Ilustríssimo analista: acalente-se. Todo ofício tem seus ossos. E toda empresa tem seus azevedos. Evite o confronto porque ele só será resolvido em outra instância. Ou seja, *nunca* discorde do Azevedo. Mas também não precisa baixar a cabeça para ele. Registre com capricho os requisitos. Não pule nenhuma etapa da cerimônia que o Azevedo eventualmente exigir. E torça para que esses encontros sejam breves.

Dunga

DungaMuitos analistas gostariam que o usuário Dunga fosse aquele amiguinho da Branca de Neve – quietinho e muito bonzinho. Não é. Dunga é um ranheta – vive zangado e enfesado. Mas é diferente do Azevedo. Dunga é paranóico, tem mania de perseguição. Acha que todo mundo quer derrubá-lo (o que nem sempre é mentira). Mas Dunga é muito importante para a empresa. Como mostra resultados, não será fácil tirá-lo de lá. E Dunga sempre tem muitos requisitos para apresentar.

Requisitos do tipo “desconfiado”. Dunga costuma pedir um monte de coisa que só sua paranóia justifica: dezenas de senhas, centenas de relatórios. E lê nas entrelinhas de cada pergunta do analista alguma crítica ou complô. Dunga não tem paciência nenhuma. Nem os modos educados do Azevedo. Dunga esbraveja e, em situações extremas, usa até palavras que não podem ser publicadas neste espaço. Dunga mete medo. Em seus adversários e, infelizmente…

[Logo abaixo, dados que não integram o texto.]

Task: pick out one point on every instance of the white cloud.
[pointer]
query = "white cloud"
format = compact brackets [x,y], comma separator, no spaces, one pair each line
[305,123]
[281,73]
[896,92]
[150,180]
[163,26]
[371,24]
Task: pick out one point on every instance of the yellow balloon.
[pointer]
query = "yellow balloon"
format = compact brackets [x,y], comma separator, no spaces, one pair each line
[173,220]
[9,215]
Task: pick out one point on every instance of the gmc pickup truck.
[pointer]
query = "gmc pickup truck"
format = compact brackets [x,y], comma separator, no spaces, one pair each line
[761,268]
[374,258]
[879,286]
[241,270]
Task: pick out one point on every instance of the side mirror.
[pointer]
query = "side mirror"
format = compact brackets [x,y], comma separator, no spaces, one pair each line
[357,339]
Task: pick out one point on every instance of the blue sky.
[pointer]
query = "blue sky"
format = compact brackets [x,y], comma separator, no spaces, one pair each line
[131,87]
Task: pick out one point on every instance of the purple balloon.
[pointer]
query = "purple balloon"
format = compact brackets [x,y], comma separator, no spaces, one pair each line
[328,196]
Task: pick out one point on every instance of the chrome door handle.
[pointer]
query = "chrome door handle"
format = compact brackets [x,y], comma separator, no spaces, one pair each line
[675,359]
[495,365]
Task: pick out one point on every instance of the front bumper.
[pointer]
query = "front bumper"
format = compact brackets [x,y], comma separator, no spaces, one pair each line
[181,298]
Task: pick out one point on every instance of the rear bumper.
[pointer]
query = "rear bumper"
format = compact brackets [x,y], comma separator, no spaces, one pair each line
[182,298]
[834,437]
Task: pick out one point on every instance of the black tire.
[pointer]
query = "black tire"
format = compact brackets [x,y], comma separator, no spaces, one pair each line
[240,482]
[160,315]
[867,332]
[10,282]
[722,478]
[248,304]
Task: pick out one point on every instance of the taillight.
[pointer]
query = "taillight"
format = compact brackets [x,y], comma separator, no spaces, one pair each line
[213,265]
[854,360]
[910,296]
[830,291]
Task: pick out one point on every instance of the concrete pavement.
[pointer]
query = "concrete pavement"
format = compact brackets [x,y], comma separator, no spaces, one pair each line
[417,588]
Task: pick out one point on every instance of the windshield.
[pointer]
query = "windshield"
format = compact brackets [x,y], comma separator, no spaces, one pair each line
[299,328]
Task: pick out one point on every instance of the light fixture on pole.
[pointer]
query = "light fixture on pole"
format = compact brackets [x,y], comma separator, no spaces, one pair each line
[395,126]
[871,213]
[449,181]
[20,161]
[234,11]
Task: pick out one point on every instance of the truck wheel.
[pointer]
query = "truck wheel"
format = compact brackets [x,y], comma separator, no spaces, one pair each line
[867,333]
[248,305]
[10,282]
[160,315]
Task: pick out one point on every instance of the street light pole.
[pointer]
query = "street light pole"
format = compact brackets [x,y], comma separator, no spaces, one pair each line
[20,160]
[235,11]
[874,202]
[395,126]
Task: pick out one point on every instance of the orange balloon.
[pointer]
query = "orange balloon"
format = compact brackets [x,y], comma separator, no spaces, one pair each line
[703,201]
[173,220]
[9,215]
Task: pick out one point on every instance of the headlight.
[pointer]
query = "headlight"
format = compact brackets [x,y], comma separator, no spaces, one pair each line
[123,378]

… nos tristes analistas: que ouvem desaforos que não merecem. É muito importante manter a calma e a compostura. Faça o Dunga entender que você, prezado analista, é apenas o mensageiro. E está ali só para entender as necessidades dele. Mas não tente ganhar o raivoso com elogios ou mimos. O paranóico verá indícios de conspiração até nisso. Demonstre isenção, imparcialidade. Mas sinta-se a vontade para interromper uma entrevista toda vez que o Dunga passar dos limites. Afinal, ninguém merece chilique de gente mal educada, né?

Outras Figurinhas

O espaço é curto e o elenco de estereotipinhos é quase infinito. Listo abaixo outras figurinhas relativamente comuns que, dependendo do projeto, podem ser tão ou mais perigosas que os colegas apresentados acima:

  • Mikaela: usuária um tanto lenta e sem um pingo de autonomia. Seu chefe, sem tempo para nada, sempre a joga nessa enrascada: passar os requisitos para o chato do analista. O problema é que ela não sabe nada e decide menos ainda. Analistas: peguem o chefe no corredor ou elevador. Rende mais.
  • Maikol: usuário que não acerta uma! 90% de seus requisitos são falsos. Os outros 10% não têm valor nenhum. Não é má vontade, pelo contrário: é excesso de vontade. E muita falta de conhecimento. Analistas: confirmem de alguma forma os pedidos do Maikol antes de passá-los adiante. Mas tentem não queimar o cara, ok? Ele é gente fina.
  • Maike: é um super-usuário, curioso e fuçador que nem te conto. É pior que a Glória na hora de propor soluções, porque ele realmente acha que sabe tudo sobre .Net, Java, SQL e o ângulo correto para colocação da rebimboca da parafuseta. Maike é um destruidor de soluções e um martírio para analistas de negócios. Analista: coloque seu melhor técnico para baixar a bola desse cara. Senão você está perdido.
  • Mikey: é o engraçadinho da turma, faz piada com tudo e todos. Requisito-piada? Pois é, existe. E é sempre de mau gosto. Mas esses caras têm sua utilidade quando um workshop de requisitos está carrancudo demais. Mas é bom não dar muita trela. Senão eles roubam a festa (e o seu precioso tempo).
  • Mixel: é uma figura, um fenômeno. Excelente funcionário e amigo de todo mundo. O problema é que ele vive se metendo em confusões. Em projetos, suas trapalhadas aparecem mais aos 45 do segundo tempo, quando apresentado para uma solução: “Nossa, eu pensei que não tivesse nada disso. Eu queria outra coisa!”

.:.

Observação: Os usuários serão vingados! Qualquer dia publico “Estereotipinhos (do outro lado)”. Garanto que eles são piores que o pior usuário que conhecemos.